DNA methylation age in paired tumor and adjacent normal breast tissue in Chinese women with breast cancer.

Background: Few studies have examined epigenetic age acceleration (AA), the difference between DNA methylation (DNAm) predicted age and chronological age, in relation to somatic genomic features in paired cancer and normal tissue, with less work done in non-European populations. In this study, we aimed to examine DNAm age and its associations with breast cancer risk factors, subtypes, somatic genomic profiles including mutation and copy number alterations and other aging markers in breast tissue of Chinese breast cancer (BC) patients from Hong Kong.
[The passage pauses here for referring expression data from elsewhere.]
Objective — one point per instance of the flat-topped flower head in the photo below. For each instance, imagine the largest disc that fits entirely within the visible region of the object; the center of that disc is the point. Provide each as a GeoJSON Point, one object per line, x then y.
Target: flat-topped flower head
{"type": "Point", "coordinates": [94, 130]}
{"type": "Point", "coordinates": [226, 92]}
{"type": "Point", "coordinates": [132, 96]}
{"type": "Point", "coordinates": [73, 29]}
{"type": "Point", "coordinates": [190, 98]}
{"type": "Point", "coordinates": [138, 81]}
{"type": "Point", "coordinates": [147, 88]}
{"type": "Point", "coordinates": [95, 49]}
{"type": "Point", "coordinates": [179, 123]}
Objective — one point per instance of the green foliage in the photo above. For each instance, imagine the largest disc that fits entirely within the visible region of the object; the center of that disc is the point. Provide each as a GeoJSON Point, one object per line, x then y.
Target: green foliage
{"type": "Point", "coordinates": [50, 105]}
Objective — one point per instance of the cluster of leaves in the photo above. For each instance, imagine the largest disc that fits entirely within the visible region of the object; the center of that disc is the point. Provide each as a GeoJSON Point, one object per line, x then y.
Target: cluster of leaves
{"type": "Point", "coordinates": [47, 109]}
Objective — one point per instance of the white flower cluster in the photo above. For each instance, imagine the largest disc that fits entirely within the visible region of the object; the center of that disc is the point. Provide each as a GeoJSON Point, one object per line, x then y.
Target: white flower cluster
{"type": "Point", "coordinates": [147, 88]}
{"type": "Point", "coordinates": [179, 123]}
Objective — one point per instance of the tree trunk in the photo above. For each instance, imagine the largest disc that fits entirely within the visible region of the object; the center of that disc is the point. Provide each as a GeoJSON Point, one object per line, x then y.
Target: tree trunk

Methods: We performed genome-wide DNA methylation profiling of 196 tumor and 188 paired adjacent normal tissue collected from Chinese BC patients in Hong Kong (HKBC) using Illumina MethylationEPIC array. The DNAm age was calculated using Horvath's pan-tissue clock model. Somatic genomic features were based on data from RNA sequencing (RNASeq), whole-exome sequencing (WES), and whole-genome sequencing (WGS). Pearson's correlation (r), Kruskal-Wallis test, and regression models were used to estimate associations of DNAm AA with somatic features and breast cancer risk factors.

Results: DNAm age showed a stronger correlation with chronological age in normal (Pearson r = 0.78, P < 2.2e-16) than in tumor tissue (Pearson r = 0.31, P = 7.8e-06). Although overall DNAm age or AA did not vary significantly by tissue within the same individual, luminal A tumors exhibited increased DNAm AA (P = 0.004) while HER2-enriched/basal-like tumors exhibited markedly lower DNAm AA (P = < .0001) compared with paired normal tissue. Consistent with the subtype association, tumor DNAm AA was positively correlated with ESR1 (Pearson r = 0.39, P = 6.3e-06) and PGR (Pearson r = 0.36, P = 2.4e-05) gene expression. In line with this, we found that increasing DNAm AA was associated with higher body mass index (P = 0.039) and earlier age at menarche (P = 0.035), factors that are related to cumulative exposure to estrogen. In contrast, variables indicating extensive genomic instability, such as TP53 somatic mutations, high tumor mutation/copy number alteration burden, and homologous repair deficiency were associated with lower DNAm AA.

Conclusions: Our findings provide additional insights into the complexity of breast tissue aging that is associated with the interaction of hormonal, genomic, and epigenetic mechanisms in an East Asian population.